Small sounds bouncing off the alley walls inform you that the stalker stalks you still. You slow your pace and motion as if to transition the cane from one hand to the other but your right hand lingers on its handle, as if you were drawing from a scabbard.
One more corner. One more chance to run into a mugger, a witness, anything that could make an ambush more difficult.
...the Die of Fate:
On a 1-2, the circumstances are unfortuitous;
On a 3-4, the alley holds nothing unusual;
On a 5-6, there will be trouble.
Result: 3!
...2d6+Dexterity
Result: 7; Partial Success!
...1d6 Damage
Result: 3; Buzzer loses 3 hit points!
Nothing of the sort. You leap back behind the corner, trying to draw and lunge simultaneously. The motion is unpracticed, clumsy, but the buzzer – whom you find to be four or five meters behind you – is unarmed, unable to exploit this opportunity. To him, your two-and-a-half foot blade might as well be a spear; he can do little but throw his four hands up as you cross the distance and punch the blade into his torso, puncturing the exoskeleton.
Immediately after your weapon connects you swing the cane in your left hand, the sudden movement sending ripples of pain throughout your wounded body. The length of wood lands on the side of the buzzer's head with a crack, bruising a bulging eye. Your stalker's head snaps back, mouthparts clicking madly as he collapses on the ground. You point the bared sword at one of his segmented eyes and take a careful step back, mindful of the paralytic venom contained in the sharp buzzer proboscis. The prone buzzer comes to a moment later, head and limbs twitching like those of a broken wind-up toy, the hole in his chest leaking brown-green ichor. You demand to know who sent him after you and why, threatening to blind the buzzer if he does not comply. Then you remember to breathe.
“Fucking coward, murderer, thief, you are already blind...” the buzzer speaks in a series of mouthpart clicks and proboscis vibrations, a buzzing sound that imitates common speech, “close, too close to the terrible greatness and you can't even see it, though your actions know it. Fool, hope your mother is devoured by her young! Bloody hands, hold us all...”
Though tired, the stalker's buzzing voice takes on a mocking tone before turning to a barely audible whisper. Suddenly, all four of his arms reach for your sword, grabbing the unsharpened blade.

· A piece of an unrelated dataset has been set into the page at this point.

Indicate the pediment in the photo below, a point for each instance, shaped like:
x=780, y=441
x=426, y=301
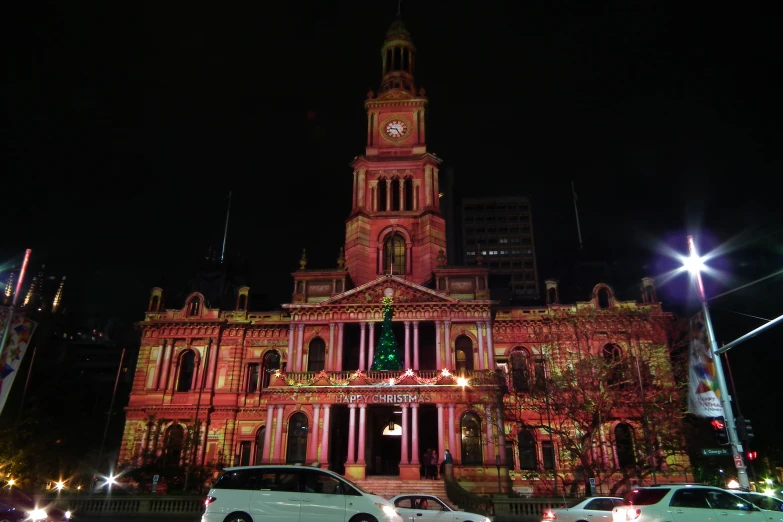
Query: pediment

You try to pull away only to find that the wounded buzzer's grip rivals that of a vice. To your surprise, he drives the weapon into his own head. The smallsword sinks into what should be hard exoskeleton with practically no resistance. There is one final twitch of the limbs, the clicking, then the corpse lies still.
And the dead tell no tales. At least not this one.

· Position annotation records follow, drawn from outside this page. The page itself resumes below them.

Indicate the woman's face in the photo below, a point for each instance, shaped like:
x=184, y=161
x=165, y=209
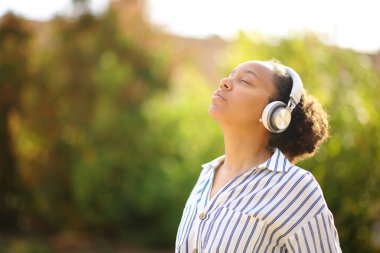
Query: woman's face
x=242, y=96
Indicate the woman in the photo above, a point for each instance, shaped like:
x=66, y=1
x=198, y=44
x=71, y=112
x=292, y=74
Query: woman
x=253, y=198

The momentary burst of energy leaves your body to make place for a shiver. Questions crowd your mind unanswered: who was this poor bastard and why was he following you? Was he a spy or just some mad vagrant, a victim of your paranoia?
Like all pilgrims it followed in the footsteps of another, seeking, mourning, wanting me.
It comes to you like a voice one sometimes hears before falling asleep; a whisper in your ear, directionless and personal at the same time. When you first heard it in Seamstress' shack it terrified you yet now fear is second to your curiosity. Whose whispers reach your mind?
Focus. Turn away from filth and the dead things. Nothing is without cause; there is always a path to be found and followed. This one takes you further down the twisting alley until you emerge across the street from the building opposite Facade #3. Knows' hidden study...
---
As you climb into Knows' hideout through the window you almost trip over a large, spread tome lying on the floor. It looked as if it fell from a nearby stack, losing pages in the process, and Knows never bothered to put it away. You find the herald kneeling on the floor, bent over an alchemical still within which a dark, cloudy liquid seems to boil. Although he appears to be absorbed by his equipment you doubt that he is unaware of your presence, as it is more likely that he is just refusing to acknowledge you. Typical Knows.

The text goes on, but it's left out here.